Friday, November 30, 2018

Timing to Focus and Finish Peer Conversations


My written feedback doesn’t always meet student writers where they are. Sometimes they don’t understand my advice, so either they ignore it, or else they incorporate it so completely that I know they have just copied my words without understanding their import. The most infamous example of this is once when I crossed out “dreams,” writing “redundant” above it, and the next draft read “hopes and redundant.” 

One of the reasons peer feedback is important is students get immediate responses to their writing and answers to their questions at the level they are ready for. I can figure this out in conferences, but I can't always get to every student every period. So I love to see students engaged deeply with each other in trying to figure out together what is working and what isn’t. 

While peer feedback has many benefits, it has to be set up well to make it worth the time. (I, too, have seen those student papers where the peer feedback has been either irrelevant or actually counterproductive.)

This week I tried something new—using a timer to structure peer feedback conversations on writing. What prompted the idea was a very extroverted class. They are great for discussions, but I'm still working on being really explicit and structured about when it is time for the discussion to end and the individual work—like writing
—to begin. 

Here's what it looked like. I asked students to find a partner and share their rough draft Google Doc. They were to spend the next 20 minutes as follows:

  • 5 minutes (split 2 ways, 2.5 minutes for each partner): Share your goals for your piece, what you were trying to do, and what specifically you want feedback on.
  • 5 minutes: Read each other’s papers.
  • 5 minutes: Student A responds to student B. (Be sure to have a balance of affirmative and constructive feedback.)
  • 5 minutes: Student B responds to student A. (Be sure to have a balance of affirmative and constructive feedback.)
Option: If they were responding to each other’s papers digitally via online comments, they could use all of the middle 10 minutes for reading/responding. Then the last 5 minutes are used to read the partner’s comments and ask any clarifying questions needed.

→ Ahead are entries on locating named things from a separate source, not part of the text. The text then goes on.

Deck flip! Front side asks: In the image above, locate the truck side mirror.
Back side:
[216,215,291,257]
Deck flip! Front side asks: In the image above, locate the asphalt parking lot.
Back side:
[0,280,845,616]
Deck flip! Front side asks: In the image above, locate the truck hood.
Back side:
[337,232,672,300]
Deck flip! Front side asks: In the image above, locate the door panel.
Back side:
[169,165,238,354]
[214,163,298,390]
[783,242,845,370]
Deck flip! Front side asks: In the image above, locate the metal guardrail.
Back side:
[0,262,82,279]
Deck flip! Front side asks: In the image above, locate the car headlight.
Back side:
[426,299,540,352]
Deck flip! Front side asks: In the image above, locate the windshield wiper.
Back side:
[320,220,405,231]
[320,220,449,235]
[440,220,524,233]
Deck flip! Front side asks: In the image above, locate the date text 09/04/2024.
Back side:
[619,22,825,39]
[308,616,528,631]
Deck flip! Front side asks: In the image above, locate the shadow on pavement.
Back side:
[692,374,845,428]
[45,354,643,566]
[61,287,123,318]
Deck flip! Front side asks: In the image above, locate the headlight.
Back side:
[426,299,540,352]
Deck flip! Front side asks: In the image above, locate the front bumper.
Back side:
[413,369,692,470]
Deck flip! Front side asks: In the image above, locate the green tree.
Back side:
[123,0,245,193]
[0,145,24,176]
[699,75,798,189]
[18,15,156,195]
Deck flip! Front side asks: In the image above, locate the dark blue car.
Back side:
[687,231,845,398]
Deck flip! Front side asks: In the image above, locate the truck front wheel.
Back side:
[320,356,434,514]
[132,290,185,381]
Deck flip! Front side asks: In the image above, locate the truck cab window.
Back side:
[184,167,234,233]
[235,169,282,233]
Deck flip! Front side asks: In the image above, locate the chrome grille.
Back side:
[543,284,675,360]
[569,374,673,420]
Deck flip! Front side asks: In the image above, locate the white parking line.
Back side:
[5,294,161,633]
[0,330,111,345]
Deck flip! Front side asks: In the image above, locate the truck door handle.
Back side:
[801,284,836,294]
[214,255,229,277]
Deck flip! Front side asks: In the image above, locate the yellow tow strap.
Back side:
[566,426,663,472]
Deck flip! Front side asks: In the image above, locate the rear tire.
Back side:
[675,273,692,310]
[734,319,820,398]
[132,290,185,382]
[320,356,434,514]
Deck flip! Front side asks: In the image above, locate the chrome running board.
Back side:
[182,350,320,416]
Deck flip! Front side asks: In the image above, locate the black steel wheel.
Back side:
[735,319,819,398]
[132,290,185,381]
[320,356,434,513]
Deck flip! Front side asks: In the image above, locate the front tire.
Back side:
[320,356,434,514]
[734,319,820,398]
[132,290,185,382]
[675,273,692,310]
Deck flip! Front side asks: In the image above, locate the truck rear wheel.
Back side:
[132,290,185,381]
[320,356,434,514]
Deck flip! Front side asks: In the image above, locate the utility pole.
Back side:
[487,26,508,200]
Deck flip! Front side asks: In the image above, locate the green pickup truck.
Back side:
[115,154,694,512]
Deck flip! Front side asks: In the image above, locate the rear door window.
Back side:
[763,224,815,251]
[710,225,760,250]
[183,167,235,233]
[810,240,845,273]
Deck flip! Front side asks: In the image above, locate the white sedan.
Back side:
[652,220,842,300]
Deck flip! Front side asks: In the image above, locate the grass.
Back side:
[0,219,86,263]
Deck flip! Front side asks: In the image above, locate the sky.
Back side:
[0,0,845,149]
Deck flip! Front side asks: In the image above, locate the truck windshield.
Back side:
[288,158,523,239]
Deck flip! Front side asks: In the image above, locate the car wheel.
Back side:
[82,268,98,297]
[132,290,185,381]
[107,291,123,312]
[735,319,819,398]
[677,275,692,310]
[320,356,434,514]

The first 5 minutes are crucial: the writer starts in control. Feedback is less threatening when you have the chance to invite it, saying, “This is what I was trying to do. Did I succeed where I think I did? And please give me help where I know I need it.


What kind of help might they ask for? We’ve done enough mini-lessons, conferring, and use of rubrics that students know some of the questions they can ask:

  • Does my introduction hook you?
  • Is my thesis clear, specific, and debatable?
  • Does the order of my points make sense?
  • Is my support sufficient, relevant, varied, and well-integrated?
  • Are the transitions between paragraphs smooth and thoughtful?
In fact, next time I do this, I should probably have a possible list of questions like that, but in spite of my incomplete preparation, students were amazingly focused and interactive. They were asking questions and giving advice. Just look at the pictures!

The timer with its urgency and limitation seemed to be just the catalyst to get both classes (an extroverted one and an introverted one) to focus, have productive conversations, and be prepared to move to the next step of using the conversation in their writing.